In September 2019, Governor Newsom signed into law Assembly Bill 5 (AB5), which considerably extended requirements to employers regarding employee classification. At the time, Uber, Lyft, and DoorDash declared that they would put up $30 million each in support of the ballot initiative, which later became Proposition 22, to overturn AB5. In May 2020, California Attorney General Xavier Becerra sued Uber and Lyft over driver mis-classification. The companies, in response, threatened to shut down their operations entirely in the state.
Against the efforts of the state government, an appeals court stayed a preliminary court injunction requiring the companies to classify drivers as employees before the litigation was over. That is, the appellate court effectively acceded to the companies’ pressure and allowed them to continue to pay drivers in California as independent contractors.
On October 22, less than two weeks before election day, the California Court of Appeals ruled against Uber and Lyft—but gave them 30 days to comply. The success of Proposition 22 has mooted the issue: henceforth, California app-based ride share and delivery drivers are to remain classified as independent contractors.
One survey of California voters by Capitol Weekly found that 40 percent of “yes” voters thought they were supporting gig workers’ ability to earn a living wage. A 21-year old university student Mars Sailors, told the Washington Post that he voted yes on Prop 22 “after receiving a slew of text messages on the measure, many touting health-care benefits,” which Sailors said affected his vote believing that it would guarantee drivers health care.

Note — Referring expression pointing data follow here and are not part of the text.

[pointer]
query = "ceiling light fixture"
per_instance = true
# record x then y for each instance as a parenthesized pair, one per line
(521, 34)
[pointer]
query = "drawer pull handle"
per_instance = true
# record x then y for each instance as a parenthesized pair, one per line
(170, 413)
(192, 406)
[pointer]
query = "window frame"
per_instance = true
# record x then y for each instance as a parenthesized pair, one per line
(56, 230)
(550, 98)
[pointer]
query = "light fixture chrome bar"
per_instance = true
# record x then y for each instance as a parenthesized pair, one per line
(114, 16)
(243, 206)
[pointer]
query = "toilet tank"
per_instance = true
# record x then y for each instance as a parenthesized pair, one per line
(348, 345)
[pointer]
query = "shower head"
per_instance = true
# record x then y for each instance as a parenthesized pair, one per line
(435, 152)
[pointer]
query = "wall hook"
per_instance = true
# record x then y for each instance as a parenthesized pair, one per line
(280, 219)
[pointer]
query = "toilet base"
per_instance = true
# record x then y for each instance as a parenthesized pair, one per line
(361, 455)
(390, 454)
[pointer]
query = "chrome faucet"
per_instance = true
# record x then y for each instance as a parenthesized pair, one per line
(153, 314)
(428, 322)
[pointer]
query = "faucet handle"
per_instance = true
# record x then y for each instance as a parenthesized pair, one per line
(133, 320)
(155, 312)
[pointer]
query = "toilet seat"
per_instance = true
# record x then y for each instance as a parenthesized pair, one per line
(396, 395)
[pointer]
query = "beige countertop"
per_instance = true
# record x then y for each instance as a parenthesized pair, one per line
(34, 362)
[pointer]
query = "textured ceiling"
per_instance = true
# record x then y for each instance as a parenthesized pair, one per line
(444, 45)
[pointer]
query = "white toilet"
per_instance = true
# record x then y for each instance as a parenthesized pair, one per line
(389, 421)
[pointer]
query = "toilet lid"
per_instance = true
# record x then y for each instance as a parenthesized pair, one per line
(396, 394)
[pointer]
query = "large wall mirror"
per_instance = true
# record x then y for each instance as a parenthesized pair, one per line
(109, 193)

No doubt a contributing factor in the passage of Proposition 22 was the distrust among workers in relation to the unions which campaigned against it. These organizations want to collect dues from Uber, Lyft and other workers, so they can impose even more rotten conditions of work, pay and benefits than those that prevail already. Given the appalling record of the unions regarding their own members, their association with the “No on 22” campaign likely convinced many workers to vote “yes.”
The unions have presented the issue as a struggle for better wages and working conditions for workers but say nothing of the assault on workers with which the unions have collaborated systematically with employers for decades to extract concessions from workers. The trade unions seek employee status for gig workers in order to bring those workers into the unions, collect dues from them, and bring them under the sphere of influence of the Democratic Party.
The myth which has been put forward by the trade unions and the Democratic Party has been that under a Biden administration working conditions would improve. It is telling, however, that Uber’s Chief Legal Officer Tony West is a former Associate Attorney General under Obama and brother-in-law of incoming Vice President Kamala Harris. The app-based giants have also donated heavily to the Democratic Party, with Uber donating $937,600, Lyft donating $163,936 to the Biden-Harris campaign in 2020 alone.
Workers must reject the entire framework offered by American capitalist politics, in which they are made to bear the entire burden of the social crisis which the ruling class, in its insatiable and reckless drive for profit, has caused. A successful struggle for the social rights associated with legal employee status must be based on a comprehensive political program that seeks to unite the working class internationally on a socialist basis.